Note: I have two nodes - one master (beryllium) and one slave (lithium). These names will be used in the examples
Once all the hardware was assembled and linux up and running, I installed a host of programs that I'd be using:
Cluster tools:
sudo apt-get install mpich2 vnstat sinfo ganglia-monitor openmpi-*
For compiling:
sudo apt-get install build-essential gfortran gpp cpp
Generally useful software:
sudo apt-get install gnuplot mpqc-openmpi gromacs-mpich gomacs-mpich octave octave-parallel qtoctave gnome-activity-journal maxima
I downloaded the nwchem source from here. We'll deal with the compilation and installation in the next post.

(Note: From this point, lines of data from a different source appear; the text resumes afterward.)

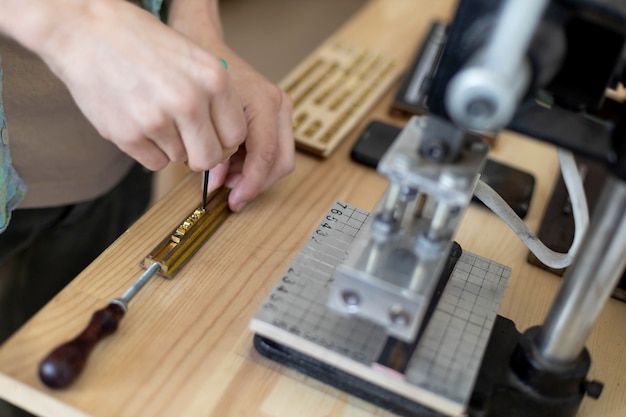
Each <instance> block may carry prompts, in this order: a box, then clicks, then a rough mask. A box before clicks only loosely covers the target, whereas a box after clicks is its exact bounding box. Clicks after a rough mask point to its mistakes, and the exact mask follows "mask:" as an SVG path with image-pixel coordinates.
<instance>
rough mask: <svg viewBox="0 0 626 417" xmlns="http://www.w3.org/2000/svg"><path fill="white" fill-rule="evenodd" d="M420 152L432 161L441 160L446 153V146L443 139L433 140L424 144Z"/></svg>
mask: <svg viewBox="0 0 626 417" xmlns="http://www.w3.org/2000/svg"><path fill="white" fill-rule="evenodd" d="M422 154H423V155H424V156H425V157H426V158H428V159H431V160H433V161H442V160H443V159H445V158H446V156H447V155H448V146H447V145H446V143H445V142H444V141H443V140H433V141H430V142H429V143H426V144H425V145H424V147H423V149H422Z"/></svg>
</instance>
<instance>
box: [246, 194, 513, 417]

I followed this post to get up and running (scroll down) with nfs. Here's my take on it:
On the master node:
sudo apt-get install nfs-kernel-server nfs-common portmap
We don't want portmap to use 127.0.0.1, so
sudo dpkg-reconfigure portmap
sudo /etc/init.d/portmap restart
sudo mkdir /work
sudo chmod a+wrx /work
sudo nano /etc/exports
Add the following line to the end of the file:
/work *(rw,sync)
sudo /etc/init.d/nfs-kernel-server restart
sudo exportfs -a
One the slave node:
sudo apt-get install portmap nfs-common
sudo mkdir /work
sudo nano /etc/fstab
Add the following line:
beryllium:/work /work nfs rw 0 0
To get it up and running immediately
sudo mount /work
Next, create a file called mpd.hosts - you can use the /work directory or the home directory. List the hosts/nodes and add, without spaces, the number of processors on each node:
lithium:3
beryllium:3
On beryllium
mpd --ncpus=3 &
mpdtrace -l
which returns something akin to beryllium_12345 (192.168.1.3). 12345 is the port number, which will change each time you start mpd
On lithium
mpd --ncpus=3 -h beryllium -p 12345 &
NOTE: I had problems before specifying --ncpus - gave an error about mpich2 consecutive number/IDs. The down-side is that when you submit a job it fills up the master node, then starts jobs on the slave node(s).